The nurse also suggested I purchase a week’s worth of ready-made meals, of the healthy kind, in the frozen food section where I could read how many carbohydrates were in each one, and I could learn to see portion sizes. This actually did help me, because I needed to lose some weight.

So, the point of this week’s blog is to help the next person diagnosed, who is lost, and to remind you it is nothing to be ashamed of. Not just fat people but skinny people get diagnosed with diabetes. The signs are constant thirst, blurred vision, frequent urination, a sudden drop in weight, or being hungry all the time, always being tired, irritability, and other seemingly minor symptoms that alone would seem like nothing. If you have any doubts, check with your doctor. Then remember to ask for information.

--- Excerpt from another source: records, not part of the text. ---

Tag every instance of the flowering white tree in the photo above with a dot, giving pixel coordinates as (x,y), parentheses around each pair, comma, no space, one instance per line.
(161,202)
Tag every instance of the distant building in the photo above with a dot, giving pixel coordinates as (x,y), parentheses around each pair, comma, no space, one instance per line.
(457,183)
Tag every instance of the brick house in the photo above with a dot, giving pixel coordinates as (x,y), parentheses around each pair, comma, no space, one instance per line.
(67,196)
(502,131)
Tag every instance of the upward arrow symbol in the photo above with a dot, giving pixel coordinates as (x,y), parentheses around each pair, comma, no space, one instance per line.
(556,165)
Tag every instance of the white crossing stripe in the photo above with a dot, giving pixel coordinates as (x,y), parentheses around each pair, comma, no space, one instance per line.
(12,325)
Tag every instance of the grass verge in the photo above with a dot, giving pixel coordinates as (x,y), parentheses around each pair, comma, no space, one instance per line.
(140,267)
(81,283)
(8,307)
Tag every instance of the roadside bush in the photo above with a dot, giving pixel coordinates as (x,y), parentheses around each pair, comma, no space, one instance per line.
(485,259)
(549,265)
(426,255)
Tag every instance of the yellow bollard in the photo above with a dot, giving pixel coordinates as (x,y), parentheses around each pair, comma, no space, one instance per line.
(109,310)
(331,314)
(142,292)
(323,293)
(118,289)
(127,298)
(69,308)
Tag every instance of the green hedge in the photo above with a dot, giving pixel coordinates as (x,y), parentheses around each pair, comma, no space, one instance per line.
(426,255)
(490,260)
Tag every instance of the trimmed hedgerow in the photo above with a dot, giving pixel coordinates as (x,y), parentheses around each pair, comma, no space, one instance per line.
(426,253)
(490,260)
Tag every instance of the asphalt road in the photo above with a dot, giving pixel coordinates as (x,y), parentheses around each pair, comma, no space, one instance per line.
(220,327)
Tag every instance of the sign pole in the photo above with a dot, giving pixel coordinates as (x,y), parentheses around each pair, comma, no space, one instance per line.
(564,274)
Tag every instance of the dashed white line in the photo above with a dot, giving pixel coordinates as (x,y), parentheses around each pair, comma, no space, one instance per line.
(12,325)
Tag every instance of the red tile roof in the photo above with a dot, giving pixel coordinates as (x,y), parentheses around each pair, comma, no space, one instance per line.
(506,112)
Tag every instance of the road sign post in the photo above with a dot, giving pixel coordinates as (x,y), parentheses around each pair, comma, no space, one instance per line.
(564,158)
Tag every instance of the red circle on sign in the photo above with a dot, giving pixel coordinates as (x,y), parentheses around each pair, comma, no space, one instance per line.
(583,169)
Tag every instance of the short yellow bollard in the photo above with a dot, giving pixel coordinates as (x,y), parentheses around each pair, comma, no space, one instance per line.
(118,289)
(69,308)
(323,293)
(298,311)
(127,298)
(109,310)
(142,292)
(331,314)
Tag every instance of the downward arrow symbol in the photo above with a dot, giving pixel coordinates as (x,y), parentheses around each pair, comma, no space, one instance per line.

There are hundreds of websites now dedicated to teaching you about your disease, there are social networks where you can ask your friends for help, even get a buddy to work with you the way the nurse did with me, the companies that make the glucose meters all have excellent information and will send you free meters with a few test strips to try them out. The test strips are expensive, and do have expiration dates, so if you are low on money make sure you spread these requests out so not to have the test strips expire before you can use them. I discovered when I didn’t have insurance that Accu-Chek, my favorite meter company, had a program for those who were low income and had no insurance to help with the cost of the strips. So call your meter company and explain the situation! There is help when you ask for it.

The reason I like the Accu-Chek meter is because it takes a drum of test strips instead of placing them in individually. The arthritis in my hands often made me drop the single test strip and ruin it because I couldn’t hang on to it. It worked best for me, other meters work fine too. Ask you pharmacist which ones are the cheapest to buy the test strips for if you do not have insurance.

Please feel free to pass around this information; each of us needs help when we are diagnosed no matter how much experience we have had with helping others with the disease. If you see someone struggling to read ingredients in the grocery store, you might just offer to help them.